Well - I got a shout back on that letter I sent to my exboyfriend (Recent). He said he would be "FRIENDS - for what that is is worth." fuck that! I don't want to look at his ugly face. He made me the way I am right now. I might just let him know that via email back. He made me see the light of this world and being cruel is the way to go. The way to be in my life and the way to make things happen is the crush other people. No cares about you as a person only what you can give them. There is no investment in the heart anymore. That is why the divorce rates are so high - once the other fails somehow the other leaves. That is the name of the game - be perfect or lose. Perfect body, mind and soul. I have been trying to be perfect for years for everyone and everything, because I was not perfect in body - I had to be absolute in mind and soul. If I failed people would make fun of me over and over again. Drawing attention to my failure and loss. Telling me to get over it quickly and that has taken its toll. I got over losing my husband (ex to be) in less then three weeks because there wasn't anyone here to talk to about it and no one wanted to listen to it with out saying get over it and move on. This is a good thing or what ever. The same thing has happen all of my life so I have stopped feeling things completely and totally. I have never really gotten over anything because I carry it with me instead of letting my self feel it and then shead it over time. There is no time to feel or shead in my life. They are all knives in my heart and now I am going to place the same pain in other peoples hearts and souls.

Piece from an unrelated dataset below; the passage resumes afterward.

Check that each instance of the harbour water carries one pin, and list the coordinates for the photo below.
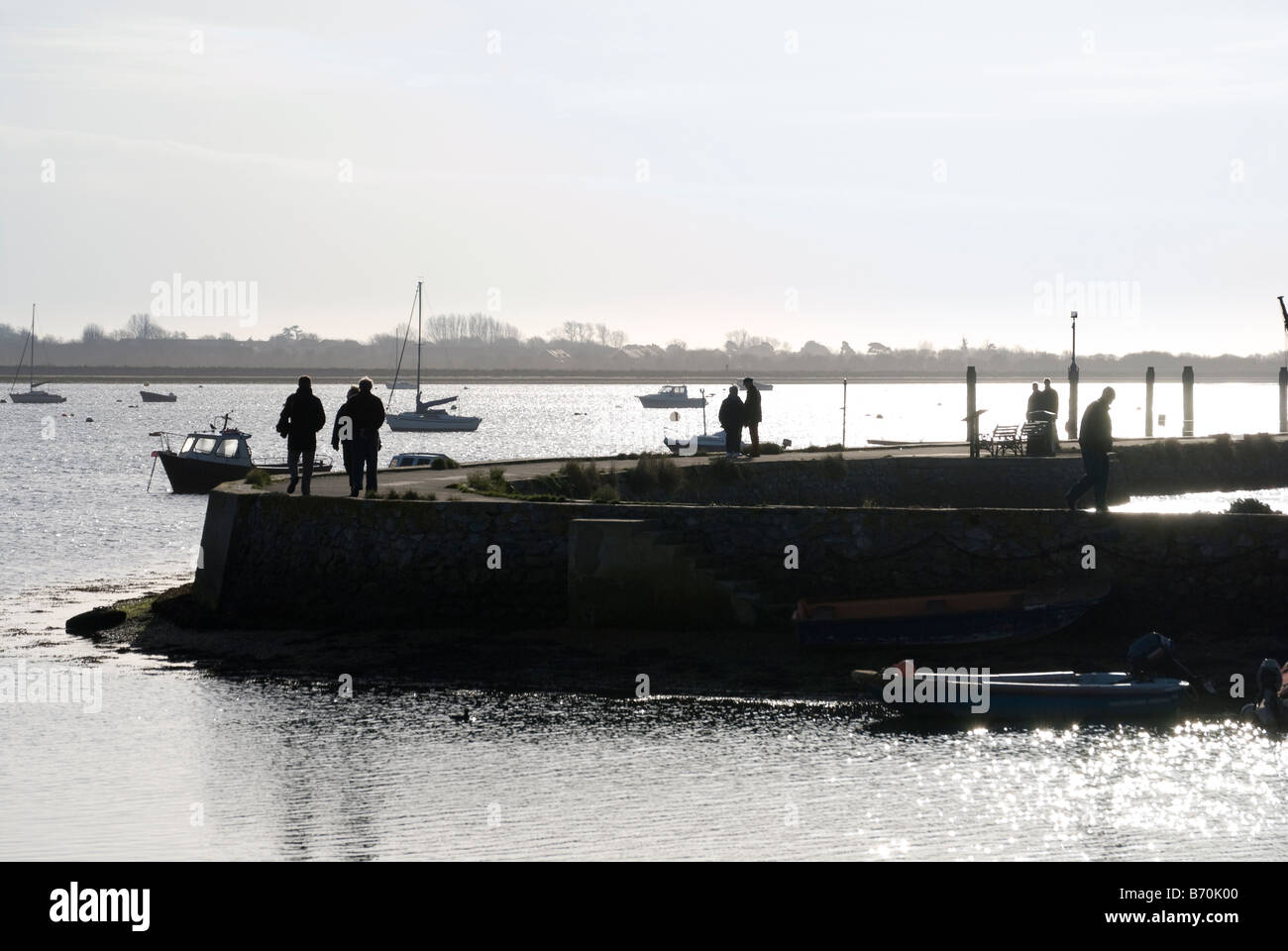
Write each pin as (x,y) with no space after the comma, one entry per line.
(179,763)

No I am not going to be some crazy nut and do something stupied - which if I was reading these I would think...No way - I don't want that. I just want to hand back what was given to me to others. The looks and the speech. Nothing more. Not going to physically hurt anyone or anything. I am not that cruel but the words I will say will be just like being hurt that way. I was not expecting the pain handed to me by others and they will not expect this from me.
I don't think I will date again because now I really can't trust anyone and with the rage I feel - in turn - I really don't want to hurt anyone because it would hurt me more then you will ever now. I just have stopped talking to people in general and that is a good thing but if you screw with me I will slap you back with words. I am done being the nice person and not I am going to be the person others created. The evil is screaming out and I no longer want to hold it in. I am raging against the night.